Es tal vez lo que Isaías llama la sombra de Egipto, en la cual los hijos desertores
ponen su confianza[8]. Veía a las naciones agonizar de
desesperación en esta sombra móvil, que desplazaba su influencia mortal en cada
aurora de la herejía. Y esta visión se hacía más clara a medida que crecían los
terrores de la procesión sangrienta que había ido a contemplar. El segundo
patíbulo estaba ahí, sobre la espalda de Aquel a quien se iba a suspender y que
no pedía otra cosa, puesto que había querido nacer de la Esperanza expresamente
para este sacrificio. El Camino de la Cruz no empieza para María en la casa de
Pilatos sino en el infame patíbulo del apóstol de la desesperación. Su corazón
se lanza de ahí hacia el Calvario, a través de los ciento cincuenta y cuatro
versículos de las Lamentaciones de Jeremías, y es en medio de esta peregrinación
pascual donde encuentra al Hombre solitario y silencioso que nos pinta el
profeta, llevando el yugo desde su juventud, tendiendo su mejilla a las bofetadas,
saturado de oprobios y que pone su boca en el polvo esperando a la Esperanza[9] ¡Y
este hombre es la Resurrección anunciada por los hijos de los Macabeos!
La
perfecta Esperanza que es María, vencida por la muerte voluntaria de Judas,
encuentra, huyendo de temor hacia la Montaña, a otra muerte voluntaria que le
dará la victoria, pero es necesario que Ella contemple a esas dos muertes en el
presente y en el porvenir. Es necesario que fuerce su pensamiento a soportar
esta sacrílega confrontación. Judas y Jesús mueren los dos voluntariamente;
pero el segundo va a fijar al pie de su Cruz la Esperanza, que el otro acaba de
hacer huir. Judas revienta por el medio del vientre y sus entrañas caen sobre
la tierra; Jesús no se ha encarnado más que para dar sus entrañas a la tierra,
pero es necesario que muera y que se le atraviese el Corazón para que los
hombres comprendan la enormidad de la parodia sacrílega que el suicidio de
Judas tenía por objeto realizar.
Mientras
tanto, María contempla a su Dios, hecho por cuarta vez su Hijo, de pie, los
pies en su Sangre, presa de la angustia del terror, temblando por lo que sabe y
temblando por lo que ignora.

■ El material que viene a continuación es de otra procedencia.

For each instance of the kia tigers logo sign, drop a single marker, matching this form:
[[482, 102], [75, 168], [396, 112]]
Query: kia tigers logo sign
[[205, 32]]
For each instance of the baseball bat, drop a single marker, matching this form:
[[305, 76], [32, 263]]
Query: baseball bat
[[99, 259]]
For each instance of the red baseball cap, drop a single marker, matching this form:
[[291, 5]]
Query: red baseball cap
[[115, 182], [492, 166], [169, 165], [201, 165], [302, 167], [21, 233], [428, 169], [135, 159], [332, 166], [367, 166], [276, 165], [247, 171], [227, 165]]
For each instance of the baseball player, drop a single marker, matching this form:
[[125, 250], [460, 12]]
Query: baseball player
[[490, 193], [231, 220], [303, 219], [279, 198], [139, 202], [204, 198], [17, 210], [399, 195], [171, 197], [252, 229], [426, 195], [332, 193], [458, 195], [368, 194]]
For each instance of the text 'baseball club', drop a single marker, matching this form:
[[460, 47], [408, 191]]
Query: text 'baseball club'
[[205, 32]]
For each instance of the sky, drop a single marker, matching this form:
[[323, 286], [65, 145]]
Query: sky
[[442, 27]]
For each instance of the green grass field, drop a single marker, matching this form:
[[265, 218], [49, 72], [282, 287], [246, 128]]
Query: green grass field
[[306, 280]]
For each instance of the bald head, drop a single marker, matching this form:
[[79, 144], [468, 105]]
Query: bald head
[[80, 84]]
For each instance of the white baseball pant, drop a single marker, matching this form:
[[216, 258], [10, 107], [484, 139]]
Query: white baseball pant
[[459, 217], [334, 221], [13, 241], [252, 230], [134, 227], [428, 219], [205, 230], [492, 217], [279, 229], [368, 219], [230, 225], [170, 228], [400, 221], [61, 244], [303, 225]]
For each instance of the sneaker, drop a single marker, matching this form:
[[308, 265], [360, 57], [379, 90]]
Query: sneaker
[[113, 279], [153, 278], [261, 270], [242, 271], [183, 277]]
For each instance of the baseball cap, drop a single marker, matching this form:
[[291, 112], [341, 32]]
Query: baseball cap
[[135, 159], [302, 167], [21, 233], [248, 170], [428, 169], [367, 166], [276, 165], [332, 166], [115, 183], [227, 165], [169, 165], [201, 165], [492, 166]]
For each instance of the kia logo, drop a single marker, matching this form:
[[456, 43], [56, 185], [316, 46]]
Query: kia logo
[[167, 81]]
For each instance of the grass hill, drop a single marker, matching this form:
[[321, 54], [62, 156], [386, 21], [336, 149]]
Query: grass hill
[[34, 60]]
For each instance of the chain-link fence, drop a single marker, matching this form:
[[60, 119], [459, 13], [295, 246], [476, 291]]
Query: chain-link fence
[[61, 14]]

El niño mártir, encargado por su Esposo eterno de
simbolizar esta cuarta Transfixion de su Corazón, puede bien decirle que es
ventajoso ser muerto por los hombres en la esperanza de la resurrección, y Ella
puede contestarle que Ella misma es la Esperanza y que no sabe lo que sucederá,
obligada a sostener a todos los hombres y encontrándose vencida y despreciada. En cuanto a la Resurrección, que
esos perros muertos[10]
van a degollar bajo sus ojos, esta Resurrección cantada por David y anunciada
por tantos profetas: ¿Cuál es en ese momento el justo a quien la Madre de los
Dolores podrá decir: Tú no eres aquel que el Libro Santo ha designado por estas
palabras: tu resurrección no será para la vida?
Es evidentemente
imposible, no digo comprender sino entrever el trascendente horror de este Encuentro
si no se tiene en cuenta la espantosa herida que el suicidio de Judas acababa
de hacer al Corazón de María. Este ultraje sobrepasaba todos los otros y los
hacía casi parecer alabanzas y dulzuras. Muerto Judas como las profecías anunciaban
que el Salvador del mundo debía morir, no había un minuto que perder: era
necesario que todo se precipitase y que Jesús a su vez fuera suspendido con apuro,
ante el temor de que la Promesa divina pareciese recibir un desmentido, de que
el Demonio pareciese poner su pie maldito sobre la cabeza de su Enemiga y de
que la Desesperación no pareciese triunfar. A la vez solicitada por el honor de
Dios puesto en peligro, apurada por el cuidado de su propia dignidad soberana y
perseguida como una leona herida por las huestes de todo el infierno, se ve forzada
a desear que el sacrificio se cumpla sin retardo y que su Bien Amado llegue
cuanto antes a la cima de la montaña de los Aromas[11], a cuya sombra Ella debe reposar[12].